Tuttavia, soprattutto negli ultimi decenni, si fanno indentificare il razzismo, l’antisemitismo col nazismo e col fascismo, coprendo l’analisi di queste sue deviazioni del pensiero umano con i fatti freddamente calcolati di un genocidio. Risulta evidente come non si voglia incentivare e fomentare riflessioni al riguardo: la società e la propaganda dominante evitano che qualcuno rimugini oltre allo sgomento ben sfruttato di quella che fu una delle pagine più buie della storia dell’umanità. Si rischia una banalizzazione, un’abitudine allo sterminio, che oltre ai fedeli di Yhwh, coinvolse dapprima gli oppositori politici, tanto che il presidente del Partito Comunista Tedesco, Ernst Thälmann, fu freddato a Buchenwald nel 1944.

Siccome la maschera che l’ideologia dominante liberale paventa davanti alle storture del cosiddetto «nazifascismo» è del mero sterminio, si evita lo studio e l’analisi approfondita di queste due ideologie, così che si riscontrano le stesse dinamiche in due principali scenari: in Israele e in Europa.

Il fatto che il popolo ebraico abbia subito feroci persecuzioni nella Storia, culminate con la Shoah, induce a giustificare la segregazione e la pulizia etnica dei palestinesi; del sionismo moderno, rappresentato dal presidente d’Israele Benjamin Netanyahu e dal suo partito liberale. Lo spostamento sistematico di comunità palestinesi in aree desertiche e la loro segregazione tramite il celebre muro che le divide dagli “insediamenti” israeliani sono degli esempi chiari di un effettivo razzismo e di una sanguinaria divisione etnica, a cui fanno seguito le vere e proprie opere di genocidio quando la comunità palestinese, esasperata dalla potenza economica dell’invasore, reagisce debolmente. Tutto ciò avviene perché gli ebrei sono avvertiti in modo commovente come le vittime per antonomasia, per cui non ci si rende conto delle azioni oppressive del loro governo e della loro classe dominante.

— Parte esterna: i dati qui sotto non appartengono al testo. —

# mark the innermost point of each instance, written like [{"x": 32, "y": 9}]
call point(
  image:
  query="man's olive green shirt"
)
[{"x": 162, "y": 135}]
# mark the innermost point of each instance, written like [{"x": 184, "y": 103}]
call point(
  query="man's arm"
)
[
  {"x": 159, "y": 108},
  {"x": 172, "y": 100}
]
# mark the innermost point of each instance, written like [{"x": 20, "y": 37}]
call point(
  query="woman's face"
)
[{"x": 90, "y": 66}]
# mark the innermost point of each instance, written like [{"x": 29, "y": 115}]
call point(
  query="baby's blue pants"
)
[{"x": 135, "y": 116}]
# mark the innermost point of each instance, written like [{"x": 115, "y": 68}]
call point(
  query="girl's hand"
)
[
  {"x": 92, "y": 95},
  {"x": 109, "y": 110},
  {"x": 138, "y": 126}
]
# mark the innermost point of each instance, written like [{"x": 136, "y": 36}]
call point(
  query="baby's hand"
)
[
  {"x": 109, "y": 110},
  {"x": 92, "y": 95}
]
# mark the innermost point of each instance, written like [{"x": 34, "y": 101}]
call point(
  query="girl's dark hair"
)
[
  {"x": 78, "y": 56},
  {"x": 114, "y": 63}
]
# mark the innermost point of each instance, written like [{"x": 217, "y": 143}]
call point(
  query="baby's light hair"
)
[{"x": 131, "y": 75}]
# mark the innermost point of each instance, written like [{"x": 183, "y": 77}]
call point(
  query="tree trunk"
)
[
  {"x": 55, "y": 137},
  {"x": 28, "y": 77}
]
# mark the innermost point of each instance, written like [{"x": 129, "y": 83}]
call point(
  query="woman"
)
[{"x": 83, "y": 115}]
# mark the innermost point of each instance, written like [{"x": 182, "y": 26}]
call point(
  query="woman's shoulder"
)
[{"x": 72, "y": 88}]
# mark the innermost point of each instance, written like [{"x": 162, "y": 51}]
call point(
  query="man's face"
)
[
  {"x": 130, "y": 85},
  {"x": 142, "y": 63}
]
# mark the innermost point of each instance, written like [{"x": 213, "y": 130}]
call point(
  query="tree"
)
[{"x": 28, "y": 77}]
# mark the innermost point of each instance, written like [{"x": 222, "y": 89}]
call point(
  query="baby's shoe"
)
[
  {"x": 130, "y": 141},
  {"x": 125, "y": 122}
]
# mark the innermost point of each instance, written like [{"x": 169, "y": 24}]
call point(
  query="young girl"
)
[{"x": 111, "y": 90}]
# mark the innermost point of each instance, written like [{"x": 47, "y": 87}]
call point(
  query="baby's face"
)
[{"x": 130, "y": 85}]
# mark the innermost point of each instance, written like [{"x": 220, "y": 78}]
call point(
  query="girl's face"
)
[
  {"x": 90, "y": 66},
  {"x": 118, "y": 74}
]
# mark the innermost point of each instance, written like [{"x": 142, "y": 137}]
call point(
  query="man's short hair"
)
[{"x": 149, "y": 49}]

In seconda istanza, nel fronte europeo della questione, la demonizzazione delle ideologie «nazifasciste» basata sui dogmi incontestabili dell’Olocausto distorce e distrugge pagine di Storia europea. Sembra che l’antisemitismo sia una caratteristica peculiare del nazismo o del fascismo. In realtà, fin dalla crociata dei pezzenti, passando per la limpieza de sangre che ha caratterizzato tutta la modernità spagnola e per finire col Ghetto a Venezia, sono evidenti e purtroppo diffusi nella Storia gli episodi di antisemitismo. Si induce difatti una demonizzazione del nazionalsocialismo che preclude ai più la volontà di conoscere il delirio filosofico dei suoi ideatori, e così di combattere il nemico, piuttosto che nasconderlo. Per tornare ad episodi più vicini, in Germania i partiti antisemiti ebbero cinque seggi nel 1890, nonché il sindaco di Vienna dal 1897 al 1910, Karl Lueger, fece dell’ antisemitismo uno slogan politico.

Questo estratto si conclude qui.